View From The Top: Dr. Strangedance, or how I sold my soul to the theater
Published: March 30, 2012Section: Features
I never meant to be one of those “theater kids.” You know the ones I’m talking about; they sing musicals as they walk around campus, wear brightly colored hoodies advertising their shows and send you three dozen Facebook invitations to come see them perform. I never intended to do theater at Brandeis. As I walked around the activities fair my first year, I intended to spend my non-academic time dancing with Adagio Dance Company and hopefully singing with one of the numerous a cappella groups. My a cappella dreams never came to fruition, so I threw myself into Brandeis’ dance world.

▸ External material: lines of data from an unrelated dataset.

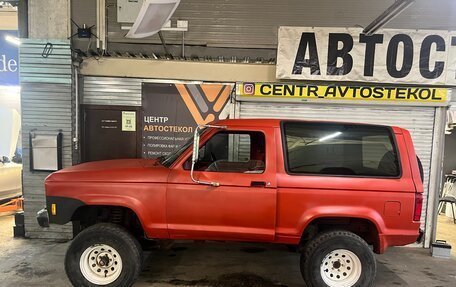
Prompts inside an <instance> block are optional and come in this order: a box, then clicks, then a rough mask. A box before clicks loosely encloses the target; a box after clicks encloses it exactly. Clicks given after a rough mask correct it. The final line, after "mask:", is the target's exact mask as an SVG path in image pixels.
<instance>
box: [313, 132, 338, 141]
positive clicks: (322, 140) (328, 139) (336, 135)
mask: <svg viewBox="0 0 456 287" xmlns="http://www.w3.org/2000/svg"><path fill="white" fill-rule="evenodd" d="M341 134H342V132H335V133H333V134H330V135H327V136H324V137H322V138H320V139H319V140H318V141H320V142H324V141H326V140H329V139H332V138H335V137H337V136H340V135H341Z"/></svg>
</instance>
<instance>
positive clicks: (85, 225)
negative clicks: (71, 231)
mask: <svg viewBox="0 0 456 287" xmlns="http://www.w3.org/2000/svg"><path fill="white" fill-rule="evenodd" d="M71 221H72V222H73V235H74V236H76V235H77V234H78V233H79V232H81V231H82V230H84V229H85V228H87V227H89V226H92V225H94V224H97V223H114V224H117V225H120V226H123V227H125V228H126V229H127V230H129V231H130V232H132V233H133V234H134V235H136V236H144V235H145V232H144V230H145V229H144V225H143V221H142V220H141V218H140V216H139V214H138V212H136V211H135V210H134V209H132V208H130V207H128V206H126V205H111V204H85V205H83V206H80V207H78V208H77V209H76V210H74V212H73V214H72V216H71Z"/></svg>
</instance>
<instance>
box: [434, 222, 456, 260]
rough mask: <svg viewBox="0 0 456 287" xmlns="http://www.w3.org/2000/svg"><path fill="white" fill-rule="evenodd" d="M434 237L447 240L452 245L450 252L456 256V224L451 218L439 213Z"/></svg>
mask: <svg viewBox="0 0 456 287" xmlns="http://www.w3.org/2000/svg"><path fill="white" fill-rule="evenodd" d="M436 239H438V240H445V241H446V242H448V243H449V244H450V245H451V246H452V249H451V254H452V255H453V256H454V257H456V224H455V223H454V221H453V218H450V217H447V216H445V215H439V217H438V219H437V236H436Z"/></svg>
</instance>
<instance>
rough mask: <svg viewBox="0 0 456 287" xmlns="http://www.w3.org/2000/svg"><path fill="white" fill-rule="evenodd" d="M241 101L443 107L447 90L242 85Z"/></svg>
mask: <svg viewBox="0 0 456 287" xmlns="http://www.w3.org/2000/svg"><path fill="white" fill-rule="evenodd" d="M238 94H239V96H240V97H241V99H242V98H261V99H268V98H269V99H276V100H277V99H278V100H280V99H282V100H287V101H288V100H298V101H328V100H334V101H341V102H343V101H345V102H347V101H349V102H350V103H353V102H363V103H379V102H380V103H390V104H394V103H407V104H408V105H428V106H439V105H446V104H447V103H448V101H449V96H450V95H449V90H448V89H446V88H423V87H381V86H345V85H328V86H322V85H306V84H282V83H241V84H240V86H239V90H238Z"/></svg>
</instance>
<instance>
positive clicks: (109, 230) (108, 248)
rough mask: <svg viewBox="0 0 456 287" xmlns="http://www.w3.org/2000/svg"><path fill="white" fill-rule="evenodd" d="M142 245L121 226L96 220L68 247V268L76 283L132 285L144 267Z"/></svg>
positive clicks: (75, 239)
mask: <svg viewBox="0 0 456 287" xmlns="http://www.w3.org/2000/svg"><path fill="white" fill-rule="evenodd" d="M141 263H142V249H141V246H140V245H139V243H138V241H137V240H136V239H135V238H134V237H133V236H131V235H130V233H128V231H127V230H125V229H124V228H122V227H121V226H117V225H114V224H108V223H101V224H95V225H93V226H91V227H89V228H87V229H85V230H83V231H82V232H81V233H79V234H78V235H77V236H76V237H75V238H74V239H73V242H72V243H71V245H70V246H69V247H68V251H67V253H66V257H65V271H66V273H67V275H68V278H69V279H70V281H71V283H72V284H73V285H74V286H131V285H132V284H133V283H134V281H135V280H136V278H137V277H138V275H139V273H140V271H141Z"/></svg>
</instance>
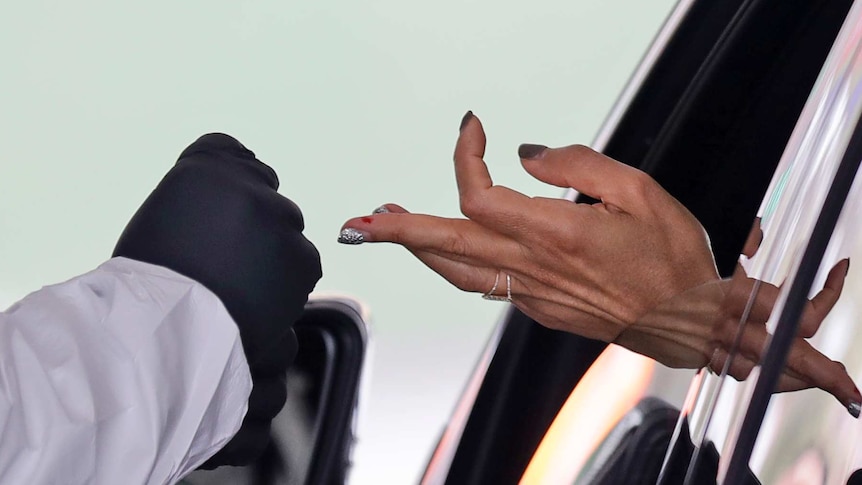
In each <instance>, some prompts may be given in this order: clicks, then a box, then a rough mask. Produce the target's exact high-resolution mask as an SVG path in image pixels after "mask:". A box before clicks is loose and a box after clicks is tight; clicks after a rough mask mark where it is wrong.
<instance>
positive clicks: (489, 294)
mask: <svg viewBox="0 0 862 485" xmlns="http://www.w3.org/2000/svg"><path fill="white" fill-rule="evenodd" d="M499 285H500V271H497V276H495V277H494V286H492V287H491V289H490V290H488V293H485V294H484V295H482V298H484V299H485V300H491V301H505V302H506V303H511V302H512V277H511V276H509V274H508V273H507V274H506V296H502V295H495V294H494V292H495V291H497V287H498V286H499Z"/></svg>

By the end of my first semester I found myself in an original dance show called “Philosophical Love.” As an ensemble dancer in a show about homosexual men in China, I had no clue that I was dipping my toe into the pool of theater. Not long after the project was done, my director asked me to join the coming production of “Company” as an assistant choreographer, and I joined my first production staff, the team of students who do all the behind-the-scenes work and make the show happen. After “Company” I was asked to choreograph for Hillel Theater Group’s production of “Children of Eden,” and since then I’ve been hooked.
Junior year I choreographed “A Funny Thing Happened on the Way to the Forum” and this year I co-choreographed “Footloose.” I costume designed the play “The Last Night of Ballyhoo”; acted in BET’s “Quickies” and “The Vagina Monologues”; and created my own original dance-theater production called “Pandora’s Box,” which will be performed in May. I’ve learned my way around carpentry and power tools in order to build sets, and I’m not stopping.
Basically, I’ve sold my soul to the theater. I’ve given myself up to it. For theater I will eat 10 bagels and seven Caesar salads in one week. For theater I will skip dinner. For theater I will skip class. For theater I will stay up past three a.m. for a week straight. For theater I will endure. For theater I will live.
Honestly, I shouldn’t be surprised. It’s a little known fact, but I used to be terribly shy. The thought of speaking to strangers made me want to curl up into a little ball and cry. But everything changed when my parents enrolled me in an after-school theater program. I could talk to people, strange people I’d never met before because I wasn’t myself. I was acting! It wasn’t long before I could talk to people as me. I still didn’t talk to random people in the supermarket or want to sit on the mall Santa’s lap (because that is just creepy), but I didn’t want to run either.
Theater taught me to interact with the world, so I guess it’s not so weird that I’ve made it my world here at Brandeis. In my opinion, college is about learning to be yourself. As we grow up, we change, but when we’re in the same place for too long, we can get stuck in people’s preconceived notions. We pretend to be who we once were. When I came to Brandeis, I got to leave a lot behind, but it was when I got involved in theater that I really got to be myself. I get to be serious as a peer leader but I also get to be crazy once I hit my witching hour. I can choreograph a delicate moment and I can take a sledgehammer to a set piece. I can laugh and cry and scream and smile but, whatever I do and whoever I am, I am safe. I am loved. I am me.
So I suppose I didn’t really sell my soul to the theater. I went willingly, and I wouldn’t have it any other way. When I graduate from Brandeis this spring, I will miss a lot of things, but mostly I will miss my family in the theater. It has been a wild ride, but I wouldn’t change it for the world. Or the return of my soul.